Nov 102010
 

The passage of Oregon Measure 70 demonstrates that voters are still vulnerable  those would play on their fears and opt for vengeance rather than restoration without considering their high costs in the present and their guarantee of a greater problem with crime in the future.

MandMinsWILL THE fiscal collapse that has laid bare gross inequalities in the US economic system lead to meaningful reforms toward a more just society? One answer is suggested by the bursting of what might be called the “other housing bubble,’’ for these two years have also brought to crisis the three-decade-long frenzy of mass imprisonment. If there was a bailout for bankers, can there be one for inmates?

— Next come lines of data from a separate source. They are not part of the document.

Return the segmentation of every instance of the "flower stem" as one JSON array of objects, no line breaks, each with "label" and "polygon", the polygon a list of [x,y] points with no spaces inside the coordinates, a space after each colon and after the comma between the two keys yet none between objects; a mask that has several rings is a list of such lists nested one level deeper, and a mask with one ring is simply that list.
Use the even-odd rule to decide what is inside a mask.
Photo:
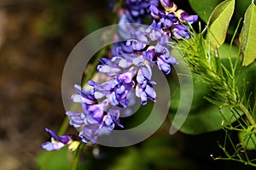
[{"label": "flower stem", "polygon": [[256,123],[255,123],[251,113],[248,111],[248,110],[242,104],[241,104],[239,105],[239,107],[240,107],[241,110],[245,114],[245,116],[247,116],[247,118],[249,121],[249,122],[251,123],[251,125],[253,125],[253,127],[256,128]]},{"label": "flower stem", "polygon": [[83,143],[83,142],[80,143],[80,144],[79,146],[79,149],[78,149],[78,152],[75,156],[73,162],[72,163],[70,170],[76,170],[77,169],[77,167],[78,167],[79,160],[81,158],[81,155],[83,153],[83,150],[84,148],[84,145],[85,145],[84,143]]}]

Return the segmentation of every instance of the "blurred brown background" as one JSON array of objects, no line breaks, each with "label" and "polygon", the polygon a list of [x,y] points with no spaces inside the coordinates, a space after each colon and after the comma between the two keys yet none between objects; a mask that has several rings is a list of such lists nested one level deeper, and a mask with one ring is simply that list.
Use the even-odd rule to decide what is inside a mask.
[{"label": "blurred brown background", "polygon": [[57,131],[65,116],[61,81],[69,53],[110,24],[102,14],[108,4],[96,3],[0,0],[0,169],[37,169],[44,128]]}]

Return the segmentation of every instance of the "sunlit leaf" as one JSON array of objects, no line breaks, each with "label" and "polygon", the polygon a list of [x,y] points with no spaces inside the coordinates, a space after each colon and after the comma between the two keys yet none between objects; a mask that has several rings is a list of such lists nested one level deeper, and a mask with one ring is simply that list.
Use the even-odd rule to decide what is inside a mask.
[{"label": "sunlit leaf", "polygon": [[[213,132],[223,128],[222,122],[224,121],[224,117],[222,115],[224,115],[224,118],[230,122],[234,122],[236,120],[236,117],[240,117],[238,114],[236,114],[236,116],[234,116],[229,108],[222,108],[219,110],[218,106],[211,105],[204,99],[204,96],[209,94],[210,89],[206,88],[206,85],[201,82],[201,79],[194,77],[194,80],[195,78],[196,78],[196,81],[194,81],[194,96],[191,109],[186,117],[185,122],[179,129],[180,132],[193,135]],[[177,100],[179,100],[178,91],[172,96],[170,105],[170,118],[174,127],[179,127],[178,125],[181,123],[180,122],[183,120],[183,116],[184,116],[183,114],[175,114],[179,104]],[[175,122],[173,122],[174,116],[176,116]]]},{"label": "sunlit leaf", "polygon": [[192,9],[207,23],[211,13],[222,0],[189,0],[189,2]]},{"label": "sunlit leaf", "polygon": [[235,0],[226,0],[218,4],[211,14],[207,42],[210,43],[212,50],[224,42],[234,9]]},{"label": "sunlit leaf", "polygon": [[247,133],[247,132],[240,132],[238,133],[240,142],[247,150],[256,149],[256,136],[253,133]]},{"label": "sunlit leaf", "polygon": [[256,7],[252,3],[244,17],[244,24],[240,34],[241,59],[243,65],[248,65],[256,59]]}]

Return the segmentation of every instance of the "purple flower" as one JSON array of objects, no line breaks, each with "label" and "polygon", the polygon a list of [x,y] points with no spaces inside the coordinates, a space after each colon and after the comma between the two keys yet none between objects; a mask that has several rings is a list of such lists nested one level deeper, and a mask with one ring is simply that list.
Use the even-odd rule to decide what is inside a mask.
[{"label": "purple flower", "polygon": [[[116,126],[123,128],[119,122],[121,108],[129,106],[129,96],[135,88],[135,94],[145,105],[148,99],[155,102],[156,93],[151,80],[151,67],[157,65],[165,74],[171,72],[172,65],[177,65],[171,54],[168,42],[172,37],[177,39],[189,38],[189,27],[198,20],[197,15],[189,15],[183,10],[177,10],[172,1],[160,0],[163,8],[159,8],[158,0],[126,0],[126,9],[120,10],[119,23],[141,23],[143,18],[151,14],[153,20],[146,30],[134,26],[119,26],[119,37],[131,37],[126,42],[116,42],[111,49],[111,58],[101,59],[97,71],[106,76],[103,82],[89,81],[90,89],[84,91],[78,85],[78,94],[72,95],[73,102],[82,105],[83,111],[67,111],[70,125],[77,128],[82,142],[96,144],[102,133],[108,133]],[[49,150],[63,147],[69,143],[62,141],[55,133],[55,144],[45,144]],[[68,136],[67,136],[68,137]],[[67,138],[63,136],[63,139]]]},{"label": "purple flower", "polygon": [[177,6],[174,3],[170,0],[160,0],[161,5],[165,8],[165,9],[168,12],[176,11]]},{"label": "purple flower", "polygon": [[142,105],[147,105],[148,98],[155,102],[156,94],[153,88],[154,82],[150,81],[152,71],[150,67],[141,67],[137,75],[137,85],[136,95],[142,99]]},{"label": "purple flower", "polygon": [[176,24],[172,28],[173,36],[177,39],[189,39],[190,37],[188,26],[183,26],[181,24]]},{"label": "purple flower", "polygon": [[61,150],[62,147],[71,144],[76,139],[73,134],[59,136],[55,132],[48,128],[45,128],[45,131],[52,138],[51,142],[45,142],[42,144],[42,148],[48,151]]}]

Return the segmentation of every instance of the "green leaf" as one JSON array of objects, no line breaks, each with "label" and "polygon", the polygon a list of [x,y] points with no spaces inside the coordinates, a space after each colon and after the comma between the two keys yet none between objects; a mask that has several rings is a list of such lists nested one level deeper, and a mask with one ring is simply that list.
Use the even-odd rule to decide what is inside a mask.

It is commonly observed now that, beginning about 1981, during the Reagan administration, the wealth of a tiny percentage of top-tier earners sky-rocketed, while the wages of the vast majority of Americans went flat. A rapid escalation in the illusory value of homeownership soon followed. But an unseen boom began then, too — in American rates of incarceration, the housing bubble in prisons. A recent issue of Daedalus, the journal of the American Academy of Arts and Sciences, lays it out. In 1975, there were fewer than 400,000 people locked up in the United States. By 2000, that had grown to 2 million, and by this year to nearly 2.5 million. As the social scientist Glenn C. Loury points out, with 5 percent of the world’s population, the United States imprisons 25 percent of all humans behind bars. This effectively created a vibrant shadow economy: American spending on the criminal justice system went from $33 billion in 1980 to $216 billion in 2010 — an increase of 660 percent. Criminal justice is the third largest employer in the country.

But while prisons boomed, something else was happening — a trade-off. As sociologist Loic Wacquant says, the government was simultaneously slashing funds for public housing. In the 1990s, as federal corrections budgets increased by $19 billion, money for housing was cut by $17 billion, “effectively making the construction of prisons the nation’s main housing program for the poor.’’ State budgets took their cues from Washington in a new but unspoken national consensus: poverty itself was criminalized. Although “law and order’’ was taken to be a Republican mantra, this phenomenon was fully bipartisan, as Wacquant shows, with the most ferocious growth in the incarceration of poor people occurring in the Clinton years. “Welfare as we know it’’ was replaced by punishment. States went prison-crazy.

But the current fiscal crisis has blown a hole through all that razor-wire. State budgets suddenly cannot afford prison systems, which universally choke off funds for education, transportation, and infrastructure… [emphasis added]

Inserted from <Boston Globe>

When we take money from education, housing, and infrastructure to pay for runaway incarceration, we are less safe than before, because the help needed to give poor youth a stake in their communities is will not be there, and because of that lack, even more will turn to crime.

I grant you that there are some prisoners who can never be released safely, bit based on what they have done, but based on their unwillingness to change.  Fortunately, they are few in number.  On the other hand there are prisoners like the ones we work with in the 7th Step Club at Oregon State Penitentiary.  They work tirelessly to understand the choices they made that led them into into crime, reform the defects in their thinking that enabled those choices, and develop intervention strategies to prevent recurrence, so they can return to their communities as productive citizens.  We are proud to support their efforts.

Sentencing and release policies that do not take into account such individual differences waste money that could be used far more effectively to prevent crime in the first place and to help former prisoners transition.